Where
Does Your Money Go?
By Paul Buchheit
17 November, 2007
Countercurrents.org
America
is experiencing the greatest disparity between rich and poor since the
Great Depression, with an income gap that is worse than anywhere else
in the developed world. Yet some analysts justify it as beneficial to
the economy. Income concentrated among the rich inspires innovative
ideas, risk-taking, and new products that benefit everyone. The rich
are receiving 'performance pay' for a job well done, while the poor
experience smaller but meaningful gains.
This argument may satisfy
some of the skeptics, but a look at the facts will reveal the injustice.
Since 1980 wage earners have not been paid what they're worth. Worker
productivity has risen steadily since 1980, but compensation has remained
stagnant. A recent study calculates that an average two-income family
today has less disposable income than one-income families had 30 years
ago, largely because of escalating home mortgage, health care, and child
care costs. Single female householders have the highest poverty rates.
Meanwhile, 13,500 privileged
Americans have more income than the 96,000,000 poorest Americans. Conservative
groups claim that these wealthy U.S. households pay more than their
fair share of income taxes. However, when social security and sales
taxes are included, the typical wage earner pays about a 40% overall
tax, about the same percentage as Americans with million dollar incomes.
The inequity is made more
extreme with the income tax cuts. A study by Citizens for Tax Justice
notes that over the ten-year period from 2001 to 2010 the richest one
percent of Americans are scheduled to receive tax cuts averaging $34,000
per year. For the 20% of families with the
lowest incomes, the average tax cut will be $77.
And then there's the matter
of the shrinking corporate income tax. The portion of federal revenue
derived from corporate income tax has decreased from 33% in the 1950s
to 11.9% in 2005. Eighty-two of our largest corporations paid no tax
in at least one of the first three years of the Bush administration.
In Illinois, almost half of the state's corporations with sales over
$50 million paid no taxes from 1997 to 2005.
More and more, our money
is going to an elite group of corporate money experts, almost exclusively
men.
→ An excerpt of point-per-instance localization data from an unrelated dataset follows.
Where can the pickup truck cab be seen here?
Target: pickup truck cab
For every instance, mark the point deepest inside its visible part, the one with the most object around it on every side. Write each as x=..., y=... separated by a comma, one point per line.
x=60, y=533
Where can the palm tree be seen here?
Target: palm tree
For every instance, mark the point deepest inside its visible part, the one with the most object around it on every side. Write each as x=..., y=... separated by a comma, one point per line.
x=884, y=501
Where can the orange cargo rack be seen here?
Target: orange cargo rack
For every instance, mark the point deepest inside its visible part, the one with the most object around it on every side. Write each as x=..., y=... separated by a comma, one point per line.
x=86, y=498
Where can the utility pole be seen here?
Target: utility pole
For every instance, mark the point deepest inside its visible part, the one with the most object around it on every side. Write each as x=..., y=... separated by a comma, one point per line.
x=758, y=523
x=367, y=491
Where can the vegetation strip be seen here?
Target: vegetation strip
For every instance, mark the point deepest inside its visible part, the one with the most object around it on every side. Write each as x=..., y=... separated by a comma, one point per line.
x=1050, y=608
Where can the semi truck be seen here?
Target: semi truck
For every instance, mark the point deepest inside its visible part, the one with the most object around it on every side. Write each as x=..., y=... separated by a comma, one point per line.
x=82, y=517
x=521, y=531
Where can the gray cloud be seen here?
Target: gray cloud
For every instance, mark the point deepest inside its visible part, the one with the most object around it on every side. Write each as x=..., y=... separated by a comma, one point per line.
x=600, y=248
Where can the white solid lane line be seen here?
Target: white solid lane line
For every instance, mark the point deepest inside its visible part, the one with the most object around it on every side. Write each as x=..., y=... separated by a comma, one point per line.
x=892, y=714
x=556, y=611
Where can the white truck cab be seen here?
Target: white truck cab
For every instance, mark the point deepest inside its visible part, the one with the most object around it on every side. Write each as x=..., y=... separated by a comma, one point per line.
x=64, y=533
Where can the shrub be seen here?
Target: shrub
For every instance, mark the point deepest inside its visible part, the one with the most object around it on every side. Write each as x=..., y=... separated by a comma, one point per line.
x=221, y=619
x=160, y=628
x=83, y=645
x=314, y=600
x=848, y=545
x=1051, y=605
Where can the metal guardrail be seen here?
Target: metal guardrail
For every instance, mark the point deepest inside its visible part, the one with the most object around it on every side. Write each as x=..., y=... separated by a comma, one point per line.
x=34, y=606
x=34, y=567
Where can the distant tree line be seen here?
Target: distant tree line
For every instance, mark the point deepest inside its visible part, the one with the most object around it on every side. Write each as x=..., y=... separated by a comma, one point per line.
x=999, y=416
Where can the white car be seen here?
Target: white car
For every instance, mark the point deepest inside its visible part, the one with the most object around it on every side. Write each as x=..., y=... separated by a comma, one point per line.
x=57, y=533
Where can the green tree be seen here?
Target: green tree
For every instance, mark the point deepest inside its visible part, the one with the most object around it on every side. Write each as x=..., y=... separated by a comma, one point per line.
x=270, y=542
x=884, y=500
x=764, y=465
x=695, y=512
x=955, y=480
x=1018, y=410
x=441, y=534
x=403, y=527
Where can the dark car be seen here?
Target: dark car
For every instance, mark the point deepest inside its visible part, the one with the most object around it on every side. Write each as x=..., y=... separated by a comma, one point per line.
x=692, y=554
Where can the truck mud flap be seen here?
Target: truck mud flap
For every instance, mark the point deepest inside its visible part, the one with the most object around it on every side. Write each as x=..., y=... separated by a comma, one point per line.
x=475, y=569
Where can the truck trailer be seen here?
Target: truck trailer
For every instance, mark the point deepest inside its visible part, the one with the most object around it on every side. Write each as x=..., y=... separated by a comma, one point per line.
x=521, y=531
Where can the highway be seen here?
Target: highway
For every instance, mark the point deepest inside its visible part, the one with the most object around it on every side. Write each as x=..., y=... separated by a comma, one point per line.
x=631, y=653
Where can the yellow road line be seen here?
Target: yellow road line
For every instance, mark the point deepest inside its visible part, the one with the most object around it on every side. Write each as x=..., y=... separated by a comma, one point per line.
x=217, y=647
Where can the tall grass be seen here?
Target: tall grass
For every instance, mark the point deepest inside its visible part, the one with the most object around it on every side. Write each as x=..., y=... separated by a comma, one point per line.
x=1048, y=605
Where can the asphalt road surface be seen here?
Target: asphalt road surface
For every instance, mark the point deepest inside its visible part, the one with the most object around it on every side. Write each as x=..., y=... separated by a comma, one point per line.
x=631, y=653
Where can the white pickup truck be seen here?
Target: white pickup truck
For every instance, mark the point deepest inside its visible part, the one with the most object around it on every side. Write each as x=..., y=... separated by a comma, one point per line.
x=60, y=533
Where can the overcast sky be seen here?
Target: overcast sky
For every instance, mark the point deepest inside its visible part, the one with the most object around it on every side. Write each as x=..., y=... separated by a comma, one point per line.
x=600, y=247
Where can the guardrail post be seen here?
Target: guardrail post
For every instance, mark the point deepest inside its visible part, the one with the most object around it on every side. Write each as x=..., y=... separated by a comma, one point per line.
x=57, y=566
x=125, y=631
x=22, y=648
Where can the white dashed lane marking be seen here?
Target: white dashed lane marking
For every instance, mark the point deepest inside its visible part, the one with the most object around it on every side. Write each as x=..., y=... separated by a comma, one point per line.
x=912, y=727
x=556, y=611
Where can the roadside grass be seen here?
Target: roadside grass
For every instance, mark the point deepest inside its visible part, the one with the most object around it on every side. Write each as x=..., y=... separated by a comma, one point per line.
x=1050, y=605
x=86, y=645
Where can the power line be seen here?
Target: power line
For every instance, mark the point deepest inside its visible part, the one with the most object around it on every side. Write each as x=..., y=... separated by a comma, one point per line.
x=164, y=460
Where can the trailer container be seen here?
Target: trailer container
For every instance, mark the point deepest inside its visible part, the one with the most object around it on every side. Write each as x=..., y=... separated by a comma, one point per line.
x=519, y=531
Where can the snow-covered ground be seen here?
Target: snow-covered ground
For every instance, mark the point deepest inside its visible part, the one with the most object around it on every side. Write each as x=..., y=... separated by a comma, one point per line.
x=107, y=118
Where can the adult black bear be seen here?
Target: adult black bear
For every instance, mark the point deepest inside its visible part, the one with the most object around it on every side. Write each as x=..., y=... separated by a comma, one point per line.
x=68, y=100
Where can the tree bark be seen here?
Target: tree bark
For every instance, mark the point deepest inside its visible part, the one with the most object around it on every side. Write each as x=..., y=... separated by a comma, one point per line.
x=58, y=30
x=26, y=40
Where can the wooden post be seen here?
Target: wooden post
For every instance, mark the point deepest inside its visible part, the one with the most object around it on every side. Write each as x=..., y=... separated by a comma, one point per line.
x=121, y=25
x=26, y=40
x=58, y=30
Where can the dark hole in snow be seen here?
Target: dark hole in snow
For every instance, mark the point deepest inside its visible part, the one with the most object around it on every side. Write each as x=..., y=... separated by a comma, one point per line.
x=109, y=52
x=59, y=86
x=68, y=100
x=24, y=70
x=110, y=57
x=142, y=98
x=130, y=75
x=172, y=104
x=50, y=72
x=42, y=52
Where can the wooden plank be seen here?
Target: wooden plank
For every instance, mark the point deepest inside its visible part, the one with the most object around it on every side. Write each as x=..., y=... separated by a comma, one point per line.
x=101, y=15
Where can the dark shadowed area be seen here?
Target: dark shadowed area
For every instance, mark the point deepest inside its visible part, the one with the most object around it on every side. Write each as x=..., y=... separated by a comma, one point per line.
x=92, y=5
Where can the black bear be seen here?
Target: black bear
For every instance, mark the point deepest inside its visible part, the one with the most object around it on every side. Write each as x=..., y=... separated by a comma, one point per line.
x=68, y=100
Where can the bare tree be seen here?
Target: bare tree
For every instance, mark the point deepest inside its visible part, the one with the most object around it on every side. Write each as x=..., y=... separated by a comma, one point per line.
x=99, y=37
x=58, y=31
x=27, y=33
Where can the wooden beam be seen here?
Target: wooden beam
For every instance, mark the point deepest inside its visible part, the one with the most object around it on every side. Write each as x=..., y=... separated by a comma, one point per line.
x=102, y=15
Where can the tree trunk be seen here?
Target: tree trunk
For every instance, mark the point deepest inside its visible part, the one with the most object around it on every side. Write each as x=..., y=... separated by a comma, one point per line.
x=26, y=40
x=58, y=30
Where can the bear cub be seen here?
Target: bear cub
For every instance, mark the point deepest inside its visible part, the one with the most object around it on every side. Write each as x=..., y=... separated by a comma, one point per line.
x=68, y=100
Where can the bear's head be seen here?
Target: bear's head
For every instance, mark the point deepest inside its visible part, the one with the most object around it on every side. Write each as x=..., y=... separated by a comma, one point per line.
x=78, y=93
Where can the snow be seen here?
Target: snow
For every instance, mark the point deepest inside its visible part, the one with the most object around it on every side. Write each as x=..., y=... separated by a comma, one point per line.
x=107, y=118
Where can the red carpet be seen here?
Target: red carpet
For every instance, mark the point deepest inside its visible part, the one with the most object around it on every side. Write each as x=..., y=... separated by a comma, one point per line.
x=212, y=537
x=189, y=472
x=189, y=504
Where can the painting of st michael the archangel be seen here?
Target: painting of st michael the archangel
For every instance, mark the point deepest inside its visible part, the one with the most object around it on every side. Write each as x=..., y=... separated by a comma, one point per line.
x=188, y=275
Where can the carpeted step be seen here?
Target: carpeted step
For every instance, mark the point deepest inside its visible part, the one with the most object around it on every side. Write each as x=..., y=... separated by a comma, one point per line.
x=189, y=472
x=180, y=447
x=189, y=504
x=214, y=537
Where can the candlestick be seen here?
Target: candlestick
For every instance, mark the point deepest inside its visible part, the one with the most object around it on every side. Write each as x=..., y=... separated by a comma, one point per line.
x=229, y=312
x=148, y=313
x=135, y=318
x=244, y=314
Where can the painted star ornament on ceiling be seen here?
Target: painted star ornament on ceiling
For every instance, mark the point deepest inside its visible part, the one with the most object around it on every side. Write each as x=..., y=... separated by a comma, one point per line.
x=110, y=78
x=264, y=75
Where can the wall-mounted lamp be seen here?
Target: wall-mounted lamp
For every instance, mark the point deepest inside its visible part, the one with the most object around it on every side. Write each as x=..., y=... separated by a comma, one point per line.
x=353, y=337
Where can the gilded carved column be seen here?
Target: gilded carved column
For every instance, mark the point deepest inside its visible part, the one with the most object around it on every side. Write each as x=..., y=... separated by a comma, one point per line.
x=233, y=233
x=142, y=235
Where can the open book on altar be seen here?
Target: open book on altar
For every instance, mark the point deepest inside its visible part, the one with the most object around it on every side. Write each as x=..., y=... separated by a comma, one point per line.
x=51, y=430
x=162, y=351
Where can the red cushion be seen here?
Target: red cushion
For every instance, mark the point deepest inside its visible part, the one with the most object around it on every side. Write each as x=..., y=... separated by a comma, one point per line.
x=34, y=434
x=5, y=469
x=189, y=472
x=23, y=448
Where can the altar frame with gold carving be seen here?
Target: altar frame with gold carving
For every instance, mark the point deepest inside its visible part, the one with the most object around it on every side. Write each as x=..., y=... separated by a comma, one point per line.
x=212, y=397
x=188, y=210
Some hedge fund managers made over a billion dollars in 2006. The
money 'earned' by one person would pay the salaries of 40,000 Wal-Mart
workers, who are mostly women.
In a country that values
democracy and equal opportunity, those who support income inequality
as a long-term benefit should ask themselves if any one man is worth
40,000 workers, and they should get to know some of the millions of
people who have little to show for making our country more productive.
Paul Buchheit is a professor with the Chicago City Colleges, co-founder
of Global Initiative Chicago (GIChicago.org), and the founder of fightingpoverty.org.
He is the editor and main contributor to the forthcoming book "American
Wars: Illusions and Realities" (Clarity Press). He has contributed
to commondreams, counterpunch, alternet, and countercurrents.